According to tracking from GTM Research, the total number of utility-scale solar developers has grown by one-third since the end of 2015. 

"In 2016 and 2017, we expect the top U.S. utility solar developers and project owners to expand through late-stage project M&E or regional developer acquisitions," said Colin Smith, a solar analyst with GTM Research. 

Even with a weakened utility-scale solar pipeline after last year's boom, sectoral and geographic expansion is opening up new opportunities for developers, said Smith. 

"The U.S. utility solar market has gone from being driven by state portfolio standards in a few isolated state markets to being driven by many different drivers in the majority of states. We have seen growth in the number of active state markets for utility PV, as well as greater diversity in the mix of utility solar drivers."

The numbers tracked by GTM Research show a shift in procurement.

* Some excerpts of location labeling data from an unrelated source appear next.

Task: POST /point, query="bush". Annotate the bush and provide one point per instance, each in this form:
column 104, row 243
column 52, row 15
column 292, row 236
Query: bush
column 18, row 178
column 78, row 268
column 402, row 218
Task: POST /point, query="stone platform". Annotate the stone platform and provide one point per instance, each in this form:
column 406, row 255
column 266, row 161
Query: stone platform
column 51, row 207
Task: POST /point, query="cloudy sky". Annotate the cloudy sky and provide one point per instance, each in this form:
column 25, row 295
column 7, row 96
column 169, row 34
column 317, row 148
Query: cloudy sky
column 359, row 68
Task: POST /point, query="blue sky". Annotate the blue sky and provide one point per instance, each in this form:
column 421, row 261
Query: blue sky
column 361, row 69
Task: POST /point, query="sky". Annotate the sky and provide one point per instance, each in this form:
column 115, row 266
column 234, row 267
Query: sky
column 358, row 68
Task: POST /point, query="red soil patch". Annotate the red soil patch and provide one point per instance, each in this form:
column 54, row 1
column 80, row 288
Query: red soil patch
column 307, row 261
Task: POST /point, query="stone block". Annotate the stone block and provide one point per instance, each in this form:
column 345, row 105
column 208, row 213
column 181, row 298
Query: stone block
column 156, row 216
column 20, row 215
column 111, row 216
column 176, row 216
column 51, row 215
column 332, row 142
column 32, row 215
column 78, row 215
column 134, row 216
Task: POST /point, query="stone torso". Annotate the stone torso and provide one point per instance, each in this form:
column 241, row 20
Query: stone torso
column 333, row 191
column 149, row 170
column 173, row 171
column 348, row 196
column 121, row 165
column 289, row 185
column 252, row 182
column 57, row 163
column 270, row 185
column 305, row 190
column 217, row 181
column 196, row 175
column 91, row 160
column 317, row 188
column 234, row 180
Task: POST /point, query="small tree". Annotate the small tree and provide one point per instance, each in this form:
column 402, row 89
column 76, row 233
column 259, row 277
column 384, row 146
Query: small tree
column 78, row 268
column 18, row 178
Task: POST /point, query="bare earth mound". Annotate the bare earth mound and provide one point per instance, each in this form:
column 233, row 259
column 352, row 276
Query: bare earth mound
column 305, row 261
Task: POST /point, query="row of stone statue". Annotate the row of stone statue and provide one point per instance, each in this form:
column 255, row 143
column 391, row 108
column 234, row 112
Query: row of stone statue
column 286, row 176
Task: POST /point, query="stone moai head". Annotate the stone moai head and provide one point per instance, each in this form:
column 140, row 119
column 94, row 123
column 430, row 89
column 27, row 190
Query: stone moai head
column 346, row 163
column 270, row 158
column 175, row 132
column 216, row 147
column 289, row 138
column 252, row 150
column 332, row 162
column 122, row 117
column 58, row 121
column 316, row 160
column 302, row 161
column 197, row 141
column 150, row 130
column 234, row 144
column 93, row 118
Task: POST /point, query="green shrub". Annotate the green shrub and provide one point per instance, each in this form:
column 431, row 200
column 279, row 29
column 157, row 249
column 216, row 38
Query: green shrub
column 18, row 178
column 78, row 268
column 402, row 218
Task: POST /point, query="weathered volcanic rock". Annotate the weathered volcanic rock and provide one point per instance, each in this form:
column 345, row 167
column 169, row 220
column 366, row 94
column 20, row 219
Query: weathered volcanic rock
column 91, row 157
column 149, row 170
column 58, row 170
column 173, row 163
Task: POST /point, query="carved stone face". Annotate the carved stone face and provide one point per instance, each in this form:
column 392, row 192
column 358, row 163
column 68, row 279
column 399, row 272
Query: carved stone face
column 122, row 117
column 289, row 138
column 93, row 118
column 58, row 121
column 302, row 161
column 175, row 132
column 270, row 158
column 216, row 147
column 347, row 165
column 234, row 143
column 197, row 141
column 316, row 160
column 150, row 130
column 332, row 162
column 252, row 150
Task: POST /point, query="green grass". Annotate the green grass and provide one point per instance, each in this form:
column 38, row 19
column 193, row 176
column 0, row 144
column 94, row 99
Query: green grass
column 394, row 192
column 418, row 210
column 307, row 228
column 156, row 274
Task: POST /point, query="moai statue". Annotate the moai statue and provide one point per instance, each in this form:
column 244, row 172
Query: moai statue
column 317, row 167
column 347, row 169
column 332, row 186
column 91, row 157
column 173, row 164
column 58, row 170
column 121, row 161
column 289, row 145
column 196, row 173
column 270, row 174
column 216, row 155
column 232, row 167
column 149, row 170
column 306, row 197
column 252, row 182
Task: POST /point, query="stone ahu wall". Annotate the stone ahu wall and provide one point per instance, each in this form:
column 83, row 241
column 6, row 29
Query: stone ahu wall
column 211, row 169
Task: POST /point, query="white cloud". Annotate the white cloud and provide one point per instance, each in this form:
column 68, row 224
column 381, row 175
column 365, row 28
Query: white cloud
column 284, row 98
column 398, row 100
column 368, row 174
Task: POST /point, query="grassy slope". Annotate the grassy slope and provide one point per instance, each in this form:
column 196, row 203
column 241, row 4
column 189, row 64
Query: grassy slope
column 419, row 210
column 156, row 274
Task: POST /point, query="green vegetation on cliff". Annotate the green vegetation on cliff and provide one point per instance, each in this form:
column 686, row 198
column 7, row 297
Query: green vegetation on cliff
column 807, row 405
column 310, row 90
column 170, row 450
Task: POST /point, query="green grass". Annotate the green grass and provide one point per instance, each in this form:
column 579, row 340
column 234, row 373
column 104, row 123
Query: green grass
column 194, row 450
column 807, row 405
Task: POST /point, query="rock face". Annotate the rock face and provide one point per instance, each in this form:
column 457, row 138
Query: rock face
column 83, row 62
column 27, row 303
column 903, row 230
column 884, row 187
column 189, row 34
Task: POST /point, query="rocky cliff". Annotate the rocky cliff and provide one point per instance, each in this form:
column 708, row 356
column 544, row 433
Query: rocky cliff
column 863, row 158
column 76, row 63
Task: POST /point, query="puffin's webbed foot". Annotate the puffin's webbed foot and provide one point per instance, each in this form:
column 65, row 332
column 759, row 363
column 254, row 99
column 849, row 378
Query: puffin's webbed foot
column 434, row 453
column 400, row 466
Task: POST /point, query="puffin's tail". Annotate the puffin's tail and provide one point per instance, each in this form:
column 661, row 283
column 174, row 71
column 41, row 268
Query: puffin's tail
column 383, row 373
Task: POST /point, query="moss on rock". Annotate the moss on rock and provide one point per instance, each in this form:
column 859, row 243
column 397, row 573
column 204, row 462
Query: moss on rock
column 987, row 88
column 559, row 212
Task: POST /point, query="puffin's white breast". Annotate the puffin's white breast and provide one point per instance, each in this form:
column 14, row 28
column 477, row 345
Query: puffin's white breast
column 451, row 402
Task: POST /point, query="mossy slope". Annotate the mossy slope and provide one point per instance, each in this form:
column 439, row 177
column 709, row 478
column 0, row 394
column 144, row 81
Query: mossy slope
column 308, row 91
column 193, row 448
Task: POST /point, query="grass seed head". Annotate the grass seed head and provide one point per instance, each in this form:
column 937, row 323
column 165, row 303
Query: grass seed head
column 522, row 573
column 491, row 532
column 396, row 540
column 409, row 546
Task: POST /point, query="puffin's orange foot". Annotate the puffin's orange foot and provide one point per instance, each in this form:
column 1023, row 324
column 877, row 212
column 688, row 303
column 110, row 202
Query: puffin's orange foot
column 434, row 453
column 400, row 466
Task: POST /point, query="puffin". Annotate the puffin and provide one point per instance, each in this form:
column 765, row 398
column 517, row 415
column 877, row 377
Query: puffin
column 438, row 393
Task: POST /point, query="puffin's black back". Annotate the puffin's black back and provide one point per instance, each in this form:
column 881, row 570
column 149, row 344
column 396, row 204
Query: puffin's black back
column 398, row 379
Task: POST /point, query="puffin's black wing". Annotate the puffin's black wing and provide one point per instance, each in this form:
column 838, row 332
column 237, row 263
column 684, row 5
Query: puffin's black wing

In 2016, states with more than 100 megawatts (DC) of projects expanded from 20 to 30. In 2014, state renewable energy mandates drove 85 percent of utility-scale projects; today, they only drive 31 percent. This year, PURPA will support 36 percent of utility-scale installations, and voluntary utility procurement will support 28 percent.

Lightsource U.K. CEO Boyle had been considering an expansion into the American market for a while. Then the presidential election took an unexpected turn, and the team paused.

Suddenly tax reform is on the table, raising questions about the future of the federal Investment Tax Credit. And the Clean Power Plan -- the Obama-era climate policy that might have opened up new utility procurement around the country long term -- is now under legal assault by the Trump administration.

"We took a step back and asked if this is something we want to do. We came back with a resounding 'yes.' At best, Trump could slow things down, but he couldn’t stop the momentum," said Boyle.

In 2011, Lightsource was getting 33 cents per kilowatt-hour through feed-in tariff contracts. "We needed every penny," said Boyle. "Today, we're building at 7 cents with no subsidy. This industry has amazing resilience."

Derrick agreed that tax reform, even if a remote possibility, would not be damaging to the long-term prospects for utility-scale solar. "Maybe there's a constrained tax appetite or a modified ITC. But it doesn't change the landscape. It will not mean the end of solar."